You can create your own routing tables and assign them to subnets. A routing table is associated with a network, and you can assign it only to subnets of that network. A subnet is either assigned a custom routing table, or a subnet inherits its network’s default routing table. Example of a custom route:
metadata:
  id: vpcroute-***
  parent_id: vpcroutetable-***
spec:
  destination:
    cidr: <CIDR_block>
  next_hop:
    # Contains either allocation_id or default_egress_gateway
    allocation_id: vpcallocation-***
    default_egress_gateway: true
  • .metadata.id: ID of the route.
  • .metadata.parent_id: ID of the routing table. The parent resource of a route is a routing table; the parent resource of a routing table is a project.
  • .spec.destination.cidr: CIDR block of egress traffic destinations to which the route applies. If a resource sends traffic to an IP address that belongs to CIDR blocks of multiple routes in a routing table, the route with the longest subnet mask applies, according to the longest prefix match.
    For example, consider a routing table with the following routes and their CIDR blocks:
    • Route A: 10.0.0.0/8 → next hop A
    • Route B: 10.14.0.0/16 → next hop B
    When a resource sends traffic to 10.14.15.114, it is routed to the next hop B because 10.14.0.0/16 has a longer, 16-bit subnet mask (and thus, a longer prefix match with 10.14.15.114).
  • .spec.next_hop: Next hop to which matching egress traffic is routed. The next hop can be one of the following:
    • .spec.next_hop.allocation_id: ID of the allocation. You can use this parameter with any destination CIDR block.
      If the next hop of a route is an allocation that is not assigned to a resource, the egress traffic that matches the route is discarded.

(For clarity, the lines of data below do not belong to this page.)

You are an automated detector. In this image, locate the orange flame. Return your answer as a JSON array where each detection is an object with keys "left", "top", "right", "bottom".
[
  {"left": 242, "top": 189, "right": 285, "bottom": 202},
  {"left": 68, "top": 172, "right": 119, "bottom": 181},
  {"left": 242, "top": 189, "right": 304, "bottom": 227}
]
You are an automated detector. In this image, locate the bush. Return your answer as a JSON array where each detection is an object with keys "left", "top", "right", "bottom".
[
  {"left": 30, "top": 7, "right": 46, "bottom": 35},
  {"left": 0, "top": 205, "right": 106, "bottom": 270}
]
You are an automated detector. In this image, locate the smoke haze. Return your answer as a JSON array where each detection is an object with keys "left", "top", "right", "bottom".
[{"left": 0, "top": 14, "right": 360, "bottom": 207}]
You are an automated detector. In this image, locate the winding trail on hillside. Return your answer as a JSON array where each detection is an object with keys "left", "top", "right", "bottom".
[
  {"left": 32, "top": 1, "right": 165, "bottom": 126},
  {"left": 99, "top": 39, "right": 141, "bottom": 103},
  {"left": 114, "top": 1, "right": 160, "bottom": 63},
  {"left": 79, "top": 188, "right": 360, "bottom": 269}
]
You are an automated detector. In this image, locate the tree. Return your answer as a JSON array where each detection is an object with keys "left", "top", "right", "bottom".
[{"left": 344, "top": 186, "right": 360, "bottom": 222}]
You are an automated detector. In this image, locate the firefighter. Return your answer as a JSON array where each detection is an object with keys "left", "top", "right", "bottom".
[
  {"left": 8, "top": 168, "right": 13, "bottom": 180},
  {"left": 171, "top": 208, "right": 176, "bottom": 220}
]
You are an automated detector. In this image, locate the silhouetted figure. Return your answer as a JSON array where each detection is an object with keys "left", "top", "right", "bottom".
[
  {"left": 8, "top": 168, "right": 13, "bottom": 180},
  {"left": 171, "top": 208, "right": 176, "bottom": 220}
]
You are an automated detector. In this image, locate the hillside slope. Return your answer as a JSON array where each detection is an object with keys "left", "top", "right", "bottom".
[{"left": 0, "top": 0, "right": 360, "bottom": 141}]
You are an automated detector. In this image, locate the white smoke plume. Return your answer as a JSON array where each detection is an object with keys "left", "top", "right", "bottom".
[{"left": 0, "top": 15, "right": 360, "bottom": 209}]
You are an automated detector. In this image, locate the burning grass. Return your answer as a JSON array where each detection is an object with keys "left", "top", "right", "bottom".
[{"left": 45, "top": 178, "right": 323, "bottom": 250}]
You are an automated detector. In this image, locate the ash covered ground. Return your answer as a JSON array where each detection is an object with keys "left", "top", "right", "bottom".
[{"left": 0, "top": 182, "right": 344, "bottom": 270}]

    • .spec.next_hop.default_egress_gateway: All egress traffic to the internet is routed through the default egress gateway. The traffic that is routed to private addresses outside the resource’s network is discarded. You can only use this parameter with the destination CIDR block 0.0.0.0/0. The parameter only supports the true value.

Empty routing tables

If you delete all routes in a routing table, resources in subnets that have this routing table assigned can only communicate with other resources within their network. All traffic to private IP addresses outside the network and to public IP addresses is discarded.